Nous nous regardâmes tous les trois sans trop comprendre ce que le capitaine voulait dire.

– On m’a dit qu’un voyou connu au village se promenait autour du manoir dans l’après-midi du samedi. Selon mes informateurs, il est même entré dans le jardin et se serait rendu jusqu’au kiosque derrière l’immeuble.

– Est-ce qu’on l’a vu pénétrer dans le manoir ou en sortir par la porte de devant ?, dit Robinson sachant que c’était la seule entrée possible après avoir examiné les lieux à son arrivée.

– Non, bien sûr. Mais il était aux alentours, c’est certain.

– Pour ce qui est de l’hypothèse du cambrioleur, il y a un problème important : il ne semble pas que quoi que ce soit ait été volé. La seule pièce en désordre était la bibliothèque, les étagères ayant été partiellement vidées de leur contenu, plusieurs ayant même été déplacées du mur. Je ne crois pas qu’un voleur, même instruit et cultivé, se contenterait de dérober des livres.

– Cela vaut peut-être la peine d’aller fouiller la chambre du gamin, dit Tétrôt.

– Sans doute. Vous le connaissez ?

– C’est un jeune irlandais qui est hébergé par les bons Frères.

Devant l’air perplexe de Robinson, le Dr Morrin expliqua que les Frères des Écoles Chrétiennes (évidemment bien connu et apprécié aujourd’hui) était une communauté qui venait à peine de débarquer au Canada. Les frères étaient des éducateurs très rigoureux qui faisaient déjà beaucoup de bien aux enfants miséreux à Montréal et à Québec. Une nouvelle loi des commissions scolaires avait été édictée quatre ans auparavant en vue de créer un régime scolaire basé sur les paroisses. On voulait mettre en place un système reposant sur les principes religieux mieux adapté aux besoins des ruraux. Le docteur venait d’arriver lorsque le curé de la paroisse fit appel à l’évêque pour qu’il envoie des enseignants catholiques. L’évêque fit pression auprès des Frères des Écoles Chrétiennes pour qu’ils viennent s’installer à Saint-Charles. La paroisse avait prélevé une taxe spéciale auprès des paroissiens afin de faire ajouter un étage à l’école existante. Le deuxième étage serait le lieu de résidence des Frères. Trois d’entre eux venaient tout juste de s’installer au printemps et on avait accueilli en septembre des petits garçons de trois niveaux.

En plus de s’occuper des enfants des paroissiens, les frères avaient adopté quelques garçons handicapés. Ceux-ci logeaient avec eux dans leur résidence au-dessus de l’école. Le jeune irlandais dont parlait Tétrôt était muet. Il n’avait jamais dit un mot depuis qu’il avait été trouvé errant dans les rues du village il y a deux ans. Il avait maintenant seize ans. Tétrôt continua.
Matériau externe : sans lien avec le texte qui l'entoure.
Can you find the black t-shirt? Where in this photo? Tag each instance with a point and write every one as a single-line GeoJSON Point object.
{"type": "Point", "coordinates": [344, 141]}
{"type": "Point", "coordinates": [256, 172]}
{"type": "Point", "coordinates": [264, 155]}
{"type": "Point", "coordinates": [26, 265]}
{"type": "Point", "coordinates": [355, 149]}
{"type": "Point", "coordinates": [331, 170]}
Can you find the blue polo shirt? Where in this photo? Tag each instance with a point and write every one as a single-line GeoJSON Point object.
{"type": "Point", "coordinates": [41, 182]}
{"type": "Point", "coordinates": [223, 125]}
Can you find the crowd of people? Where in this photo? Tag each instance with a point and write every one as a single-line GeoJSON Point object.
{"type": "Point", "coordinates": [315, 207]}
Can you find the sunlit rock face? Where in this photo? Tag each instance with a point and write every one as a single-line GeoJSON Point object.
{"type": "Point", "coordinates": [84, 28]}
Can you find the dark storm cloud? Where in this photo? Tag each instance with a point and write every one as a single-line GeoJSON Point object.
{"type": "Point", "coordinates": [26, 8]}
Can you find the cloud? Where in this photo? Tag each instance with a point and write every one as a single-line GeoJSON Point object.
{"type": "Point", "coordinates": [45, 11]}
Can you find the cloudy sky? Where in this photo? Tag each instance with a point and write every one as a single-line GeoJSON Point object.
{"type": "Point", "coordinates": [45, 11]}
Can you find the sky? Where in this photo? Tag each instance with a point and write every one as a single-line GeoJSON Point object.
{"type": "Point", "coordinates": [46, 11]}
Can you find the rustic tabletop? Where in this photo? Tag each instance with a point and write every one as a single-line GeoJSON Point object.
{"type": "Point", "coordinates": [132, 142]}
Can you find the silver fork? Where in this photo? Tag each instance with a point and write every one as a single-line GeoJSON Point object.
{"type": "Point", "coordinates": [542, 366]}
– Je pense qu’il faudrait aller fouiller dans sa chambre. Il y cache peut-être son butin.

– C’est une idée, dit Robinson. J’irai dès demain matin.

Tétrôt s’attendit peut-être à ce que Robinson lui demande de l’accompagner. Après tout, n’avait-il pas découvert le coupable ? Or, lorsqu’il comprit que Robinson n’en ferait rien, il prit son air le plus renfrogné tout en continuant à vider plusieurs verres de liqueur. Robinson de son côté ne semblait pas convaincu de la culpabilité du jeune irlandais, cela me sembla évident. Mais comme il ne fallait écarter aucune piste comme il me le disait souvent, il accepta de faire cette démarche.

La fin de la soirée se termina par quelques commentaires banals et nous sommes repartis de notre côté en promettant au Dr Morrin de le tenir au courant.